At the United Nations, diplomats are working on a set of reforms ahead of next month's world summit in New York. One key issue: the international community's responsibility to protect civilians from genocide, ethnic cleansing and war crimes. NPR's Corey Flintoff has the story.


The discussion is haunted by the memory of mass killings and crimes against humanity in the past dozen years.

Mr. RICHARD WILLIAMSON (Former Assistant Secretary of State): The international community has tried to grapple with its failure to address the genocide in Rwanda in 1994 and the brutality and suffering that that genocide caused, where 800,000 people were killed mostly by machetes in a hundred days.

FLINTOFF: Richard Williamson is a former assistant secretary of State who worked at the UN in the UN Human Rights Commission. There was a 1948 convention on genocide that could have been the basis for international action in both Darfur and Rwanda. But Nicola Reindorp of the aid group Oxfam International says the '48 convention wasn't enough.

Ms. NICOLA REINDORP (Oxfam International): What you had in the case of Rwanda and you have had in Darfur is quibbling over definitions, which has enabled governments to slow the pace of action.

FLINTOFF: Oxfam wants the UN to adopt language that would legally bind the international community to take action to protect civilians against atrocities if their own countries are unwilling or unable to do so. But Reindorp says the plan faces opposition.

Ms. REINDORP: From what we hear, this draft commitment that's currently on the table is going to come under intense pressure from those governments that are determined to block this deal. This includes governments like Pakistan, India, Russia, Brazil, Syria, Egypt and Cuba.

FLINTOFF: Reindorp says her group has also been given to understand that the US has resisted legally binding language establishing the responsibility to protect.

Ms. REINDORP: But for Oxfam, this is precisely the force of the commitment that is being negotiated this week in all cases of grave atrocities like genocide, war crimes, ethnic cleansing, crimes against humanity, some of the worst things that human beings can do to each other. We--in the 21st century, governments will come together to commit to timely and decisive action.

FLINTOFF: A US official speaking on background acknowledged that American lawyers involved in the negotiations don't want to have a UN document that legally binds Washington to take action. Richard Williamson, the former assistant secretary of State, says even countries that support the responsibility to protect haven't embraced that responsibility themselves in some recent crises.

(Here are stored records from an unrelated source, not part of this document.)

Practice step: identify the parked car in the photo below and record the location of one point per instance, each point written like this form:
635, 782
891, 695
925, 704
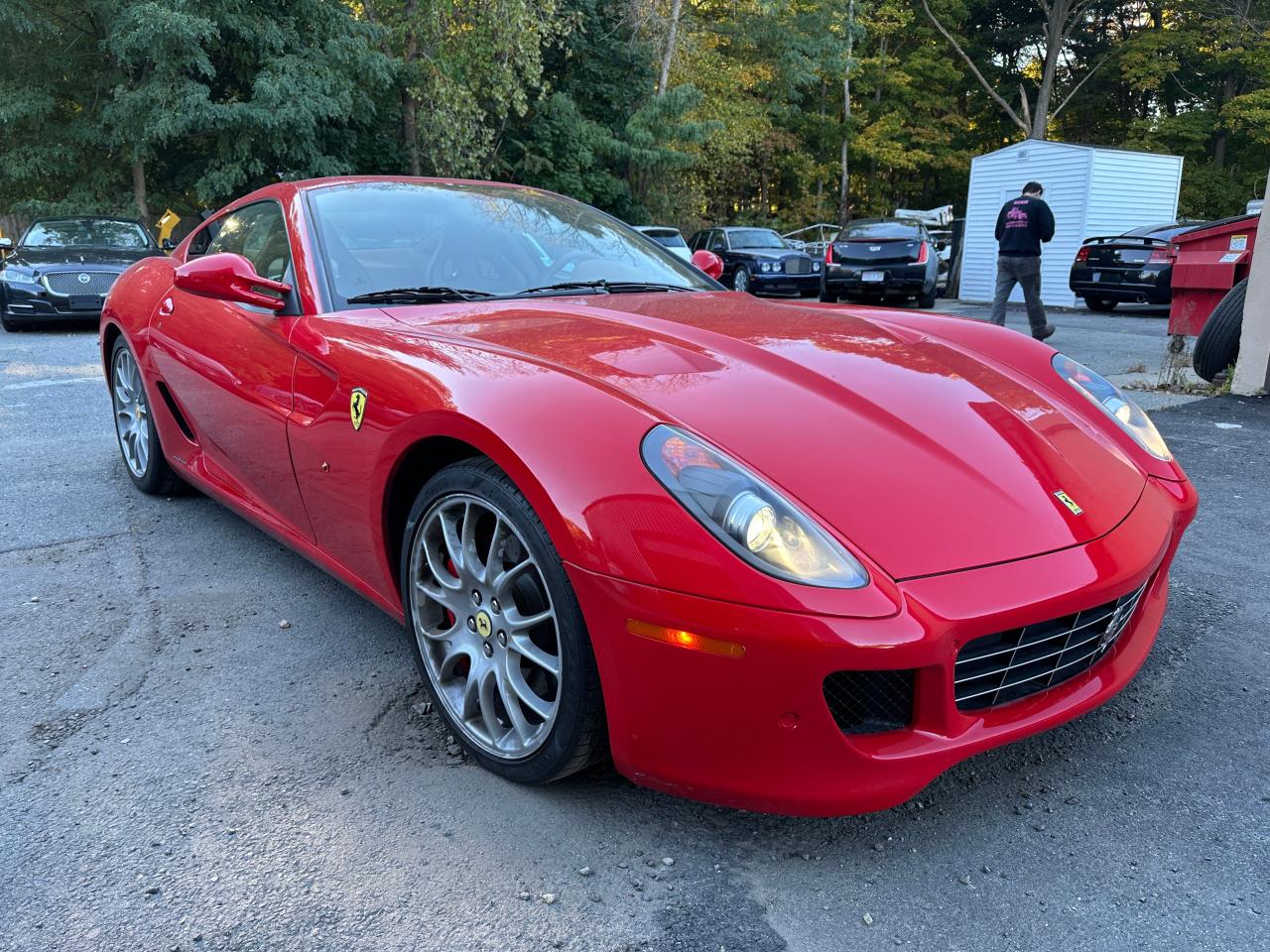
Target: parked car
760, 261
883, 259
1132, 268
781, 557
63, 268
667, 238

Mr. WILLIAMSON: Some of those that are very happy to embrace it for the PR benefit are the same countries that opposed action in Darfur and elsewhere.

FLINTOFF: He adds that even if the US resists legally binding language on the responsibility to protect, Washington has shown that it is willing to take on moral obligations to protect civilians in Bosnia, Kosovo and in Darfur.

Mr. WILLIAMSON: I think the US has a record post-Rwanda of trying to step up to its moral responsibilities.

FLINTOFF: The responsibility-to-protect language will be competing for discussion time with other issues, including reforming the UN's management, nuclear proliferation and terrorism. It's not clear at this point what will make it into the document that world leaders will try to approve in September. Corey Flintoff, NPR News, Washington.

ROBERT SIEGEL (Host): You're listening to ALL THINGS CONSIDERED from NPR News.